I didn’t take a picture, but if you went left to right around my table on Thanksgiving you would have seen the following: a priest, a hairdresser, a photographer (sorry…photojournalist), a social worker, a graphic designer (two of them actually), my adorable mother and me, the children’s book writer. Oh, and there was my four-year old who blurted out during the blessing, “I’m done with my turkey. I want cake!” God bless him.
So what did we talk about during dinner? My life as a children’s book writer. Not welfare or photos or designing pages for photos or God or hair. Just me. Maybe the fact that I pouted in the corner with my arms folded and shouted, “ME! ME! I want to talk about ME!” had something to do with it. Not sure.
Events like these sometimes turn into what I like to call “a case of Rowling-itis.” Where well meaning people say such things as, “Wow, you’re going to be all famous…like that Harry Potter lady!”
“Why, yes,” I say. “Right after I dethrone the queen and then dethrone Miss Hawaii.” Hopefully she has one of those VERY stretchy bathing suits. The queen that is, not Miss Hawaii. (Oh! She went there!)

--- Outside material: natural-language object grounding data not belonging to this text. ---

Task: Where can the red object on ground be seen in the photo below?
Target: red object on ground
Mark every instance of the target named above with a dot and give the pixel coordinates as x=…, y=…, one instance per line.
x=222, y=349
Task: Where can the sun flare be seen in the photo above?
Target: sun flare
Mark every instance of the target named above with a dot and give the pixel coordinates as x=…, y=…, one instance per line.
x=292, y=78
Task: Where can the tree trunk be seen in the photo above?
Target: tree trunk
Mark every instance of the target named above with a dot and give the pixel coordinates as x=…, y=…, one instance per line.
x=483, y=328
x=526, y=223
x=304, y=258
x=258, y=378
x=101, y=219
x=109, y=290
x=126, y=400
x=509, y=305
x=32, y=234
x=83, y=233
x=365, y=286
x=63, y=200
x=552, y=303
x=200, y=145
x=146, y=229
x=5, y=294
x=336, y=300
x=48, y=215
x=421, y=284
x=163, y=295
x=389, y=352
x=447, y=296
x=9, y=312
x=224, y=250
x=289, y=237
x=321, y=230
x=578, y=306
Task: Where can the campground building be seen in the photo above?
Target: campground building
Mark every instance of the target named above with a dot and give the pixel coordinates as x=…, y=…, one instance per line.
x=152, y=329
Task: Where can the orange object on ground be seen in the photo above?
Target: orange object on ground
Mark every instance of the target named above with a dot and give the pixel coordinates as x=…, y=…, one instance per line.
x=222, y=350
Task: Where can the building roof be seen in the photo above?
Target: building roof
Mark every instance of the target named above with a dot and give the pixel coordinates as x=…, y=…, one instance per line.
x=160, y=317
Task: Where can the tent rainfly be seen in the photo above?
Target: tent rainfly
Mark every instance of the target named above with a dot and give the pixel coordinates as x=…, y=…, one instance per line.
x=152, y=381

Little do these lovely people know that I’d be happy with $3.50 and a bookmarker, if they’d just sell my book! No, that’s really not true. I need enough money to buy a Nintendo Wii, or else I’ll never write again. Honest.
But then I think, “Hey! I deserve to be as successful as that Harry Potter lady! I’m tall…and blonde…and write in coffee shops! It’s time to dethrone someone!”
Okay, fine. My plan is to dethrone the night manager at the local Radio Shack and then tackle the Snow Queen during the Christmas parade. But I’m on my way!
I have a feeling the conversation around the table during Thanksgiving next year will be much different. “God bless this Nintendo Wii. Let’s eat cake!”